Except to the extent required by the federal securities laws, the Company undertakes no obligation to publicly update or revise any forward-looking statements, whether as a result of new information, future events or otherwise.

Non-GAAP Financial Measures

This press release contains financial measures not prepared in accordance with generally accepted accounting principles (referred to as Non-GAAP), specifically Adjusted EBITDA, Adjusted EBITDA Margin, Free Cash Flow and Debt Leverage Ratio. Adjusted EBITDA is defined as net earnings (loss) attributable to Quad/Graphics common shareholders plus interest expense, income tax expense (if applicable), depreciation and amortization, restructuring, impairment and transaction-related charges, non-cash goodwill impairment charges, and loss on debt extinguishment, and less income tax benefit (if applicable). Adjusted EBITDA Margin is defined as Adjusted EBITDA divided by net sales. Free Cash Flow is defined as net cash provided by operating activities less purchases of property, plant and equipment.
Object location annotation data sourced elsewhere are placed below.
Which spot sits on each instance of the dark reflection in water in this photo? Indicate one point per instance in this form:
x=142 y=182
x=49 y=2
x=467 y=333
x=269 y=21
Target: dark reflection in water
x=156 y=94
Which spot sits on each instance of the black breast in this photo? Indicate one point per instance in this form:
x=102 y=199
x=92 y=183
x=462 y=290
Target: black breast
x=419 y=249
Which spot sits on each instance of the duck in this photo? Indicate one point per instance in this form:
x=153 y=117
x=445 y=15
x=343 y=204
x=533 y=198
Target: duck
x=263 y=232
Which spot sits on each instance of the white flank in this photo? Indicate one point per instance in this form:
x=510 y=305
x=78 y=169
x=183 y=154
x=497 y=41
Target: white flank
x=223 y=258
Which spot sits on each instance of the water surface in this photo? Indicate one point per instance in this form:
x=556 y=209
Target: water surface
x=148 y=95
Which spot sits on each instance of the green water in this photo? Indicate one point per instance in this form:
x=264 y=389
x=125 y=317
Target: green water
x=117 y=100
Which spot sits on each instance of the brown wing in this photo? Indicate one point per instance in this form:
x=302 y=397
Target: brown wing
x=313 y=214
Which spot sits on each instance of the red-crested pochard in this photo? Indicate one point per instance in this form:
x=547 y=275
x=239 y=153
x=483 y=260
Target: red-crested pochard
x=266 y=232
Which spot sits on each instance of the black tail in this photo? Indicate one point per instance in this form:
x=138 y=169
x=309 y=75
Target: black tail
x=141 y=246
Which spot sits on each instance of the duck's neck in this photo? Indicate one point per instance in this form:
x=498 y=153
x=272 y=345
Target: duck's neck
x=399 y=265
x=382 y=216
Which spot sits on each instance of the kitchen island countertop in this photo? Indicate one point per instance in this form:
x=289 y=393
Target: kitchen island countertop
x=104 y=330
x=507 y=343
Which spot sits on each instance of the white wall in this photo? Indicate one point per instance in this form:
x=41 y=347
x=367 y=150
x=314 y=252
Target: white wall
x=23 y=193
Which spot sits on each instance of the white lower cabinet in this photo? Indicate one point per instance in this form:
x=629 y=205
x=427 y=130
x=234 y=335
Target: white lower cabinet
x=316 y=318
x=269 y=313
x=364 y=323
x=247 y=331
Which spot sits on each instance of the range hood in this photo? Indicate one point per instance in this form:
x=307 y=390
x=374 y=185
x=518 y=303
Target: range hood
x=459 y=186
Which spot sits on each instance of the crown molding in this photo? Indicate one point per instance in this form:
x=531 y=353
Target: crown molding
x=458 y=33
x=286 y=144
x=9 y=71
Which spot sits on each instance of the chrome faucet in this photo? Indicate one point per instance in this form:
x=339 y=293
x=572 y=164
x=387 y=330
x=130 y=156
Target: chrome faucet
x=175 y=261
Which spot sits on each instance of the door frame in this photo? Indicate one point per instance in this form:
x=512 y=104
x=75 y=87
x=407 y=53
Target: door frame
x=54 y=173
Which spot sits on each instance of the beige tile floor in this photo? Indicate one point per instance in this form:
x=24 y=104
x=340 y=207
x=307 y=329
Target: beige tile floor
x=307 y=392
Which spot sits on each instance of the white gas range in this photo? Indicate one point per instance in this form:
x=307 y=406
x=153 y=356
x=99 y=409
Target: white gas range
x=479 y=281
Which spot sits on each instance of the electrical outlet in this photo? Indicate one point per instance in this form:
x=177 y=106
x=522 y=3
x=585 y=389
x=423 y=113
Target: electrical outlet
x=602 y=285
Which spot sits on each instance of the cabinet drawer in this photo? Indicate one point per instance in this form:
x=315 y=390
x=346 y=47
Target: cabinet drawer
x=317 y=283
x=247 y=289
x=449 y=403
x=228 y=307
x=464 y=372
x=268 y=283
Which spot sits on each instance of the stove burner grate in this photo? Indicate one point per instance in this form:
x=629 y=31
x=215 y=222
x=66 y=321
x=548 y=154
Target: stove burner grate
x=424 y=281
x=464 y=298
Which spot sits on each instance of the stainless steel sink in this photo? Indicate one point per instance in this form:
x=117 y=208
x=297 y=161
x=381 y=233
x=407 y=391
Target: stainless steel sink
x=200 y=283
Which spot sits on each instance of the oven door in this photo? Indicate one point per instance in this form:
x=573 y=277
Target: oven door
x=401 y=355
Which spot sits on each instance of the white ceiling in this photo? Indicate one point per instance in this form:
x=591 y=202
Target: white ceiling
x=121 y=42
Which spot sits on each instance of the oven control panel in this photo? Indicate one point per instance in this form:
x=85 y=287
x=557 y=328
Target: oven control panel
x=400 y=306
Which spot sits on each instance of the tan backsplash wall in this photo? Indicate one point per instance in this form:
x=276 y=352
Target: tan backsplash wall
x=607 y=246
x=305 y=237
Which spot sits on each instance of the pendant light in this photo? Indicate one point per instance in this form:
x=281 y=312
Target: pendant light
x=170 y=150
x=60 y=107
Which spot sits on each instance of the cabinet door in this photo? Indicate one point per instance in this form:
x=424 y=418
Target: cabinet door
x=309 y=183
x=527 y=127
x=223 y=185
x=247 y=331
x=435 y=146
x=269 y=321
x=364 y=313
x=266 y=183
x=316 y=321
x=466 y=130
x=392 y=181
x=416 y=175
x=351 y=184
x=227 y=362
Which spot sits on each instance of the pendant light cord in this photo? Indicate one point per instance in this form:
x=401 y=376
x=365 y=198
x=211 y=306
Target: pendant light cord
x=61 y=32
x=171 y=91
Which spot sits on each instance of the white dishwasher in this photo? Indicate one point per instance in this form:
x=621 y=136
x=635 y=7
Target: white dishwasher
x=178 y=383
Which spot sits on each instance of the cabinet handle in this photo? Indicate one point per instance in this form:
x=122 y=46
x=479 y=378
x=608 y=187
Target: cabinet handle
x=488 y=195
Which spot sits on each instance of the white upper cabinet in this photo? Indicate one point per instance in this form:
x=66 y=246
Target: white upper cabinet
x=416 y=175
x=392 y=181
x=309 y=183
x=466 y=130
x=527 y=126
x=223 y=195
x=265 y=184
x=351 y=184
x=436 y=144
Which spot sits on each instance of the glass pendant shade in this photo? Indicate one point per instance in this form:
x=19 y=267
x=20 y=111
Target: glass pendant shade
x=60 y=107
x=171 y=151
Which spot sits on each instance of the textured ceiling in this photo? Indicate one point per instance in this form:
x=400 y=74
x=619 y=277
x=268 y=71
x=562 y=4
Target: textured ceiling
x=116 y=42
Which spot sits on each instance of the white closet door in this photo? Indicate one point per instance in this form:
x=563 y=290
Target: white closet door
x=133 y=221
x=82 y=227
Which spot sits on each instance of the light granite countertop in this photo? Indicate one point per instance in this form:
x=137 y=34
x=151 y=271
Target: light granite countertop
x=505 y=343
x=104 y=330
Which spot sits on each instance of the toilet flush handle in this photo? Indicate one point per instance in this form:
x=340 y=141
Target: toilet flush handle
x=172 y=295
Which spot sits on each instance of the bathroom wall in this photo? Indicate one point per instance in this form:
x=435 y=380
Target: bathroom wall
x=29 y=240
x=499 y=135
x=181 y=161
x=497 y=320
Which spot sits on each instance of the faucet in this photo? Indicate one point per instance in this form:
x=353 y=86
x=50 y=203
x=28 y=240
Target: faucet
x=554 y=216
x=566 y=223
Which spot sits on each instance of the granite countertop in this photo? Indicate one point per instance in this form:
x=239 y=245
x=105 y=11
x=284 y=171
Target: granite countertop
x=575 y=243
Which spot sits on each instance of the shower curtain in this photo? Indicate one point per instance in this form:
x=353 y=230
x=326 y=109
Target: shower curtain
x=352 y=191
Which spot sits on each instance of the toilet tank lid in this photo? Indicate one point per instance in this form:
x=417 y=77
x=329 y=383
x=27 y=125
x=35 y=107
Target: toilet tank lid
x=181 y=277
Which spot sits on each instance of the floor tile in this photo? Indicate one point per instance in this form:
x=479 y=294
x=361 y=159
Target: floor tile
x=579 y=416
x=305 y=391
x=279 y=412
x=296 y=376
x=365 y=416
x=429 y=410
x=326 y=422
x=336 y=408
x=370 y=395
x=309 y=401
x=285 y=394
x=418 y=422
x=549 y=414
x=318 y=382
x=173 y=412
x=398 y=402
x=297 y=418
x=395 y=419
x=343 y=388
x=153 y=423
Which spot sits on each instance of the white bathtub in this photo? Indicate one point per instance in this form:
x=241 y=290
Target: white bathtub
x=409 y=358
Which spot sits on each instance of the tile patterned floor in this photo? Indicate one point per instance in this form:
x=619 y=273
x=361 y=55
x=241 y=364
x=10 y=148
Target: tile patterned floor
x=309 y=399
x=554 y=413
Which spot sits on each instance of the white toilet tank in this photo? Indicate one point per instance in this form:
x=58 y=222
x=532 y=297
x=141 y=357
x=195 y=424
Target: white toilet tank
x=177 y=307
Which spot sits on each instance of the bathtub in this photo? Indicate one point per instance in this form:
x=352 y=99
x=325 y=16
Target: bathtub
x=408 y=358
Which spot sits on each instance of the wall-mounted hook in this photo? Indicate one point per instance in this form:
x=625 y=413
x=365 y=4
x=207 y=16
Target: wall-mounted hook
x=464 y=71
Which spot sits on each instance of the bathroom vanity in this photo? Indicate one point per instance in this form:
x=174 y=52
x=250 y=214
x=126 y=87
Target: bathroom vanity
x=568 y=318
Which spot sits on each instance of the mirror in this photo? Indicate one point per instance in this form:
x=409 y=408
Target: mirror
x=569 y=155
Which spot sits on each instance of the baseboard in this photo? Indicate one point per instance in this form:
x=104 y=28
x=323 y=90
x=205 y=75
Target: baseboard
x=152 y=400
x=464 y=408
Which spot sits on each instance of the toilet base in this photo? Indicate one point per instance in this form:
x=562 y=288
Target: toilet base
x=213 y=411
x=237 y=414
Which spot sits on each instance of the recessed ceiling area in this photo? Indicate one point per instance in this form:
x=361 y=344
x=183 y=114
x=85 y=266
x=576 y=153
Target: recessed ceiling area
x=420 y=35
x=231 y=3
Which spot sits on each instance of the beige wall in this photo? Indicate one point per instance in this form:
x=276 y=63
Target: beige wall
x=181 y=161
Debt Leverage Ratio is defined as total debt and capital lease obligations divided by the last twelve months of Adjusted EBITDA. These measures are presented to provide additional information regarding Quad/Graphics’ performance and because they are important measures by which Quad/Graphics assesses the profitability and liquidity of its business. These measures should not be considered alternatives to net earnings (loss) as a measure of operating performance or to cash flows provided by operating activities as a measure of liquidity.

About Quad/Graphics

Quad/Graphics (NYSE: QUAD), a leading global provider of print and media solutions, is redefining print in today’s multichannel media world by helping marketers and publishers capitalize on print’s ability to complement and connect with other media channels. With consultative ideas, worldwide capabilities, leading-edge technology and single-source simplicity, Quad/Graphics has the resources and knowledge to help a wide variety of clients in distinct vertical industries, including but not limited to retail, publishing, insurance, financial and healthcare. The Company helps clients perform better in today’s rapidly changing world through innovative solutions that improve efficiencies, reduce costs, lift response and increase revenue. Quad/Graphics provides a diverse range of print and related products, services and solutions from multiple locations throughout North America, Latin America and Europe, and strategic partnerships in Asia and other parts of the world.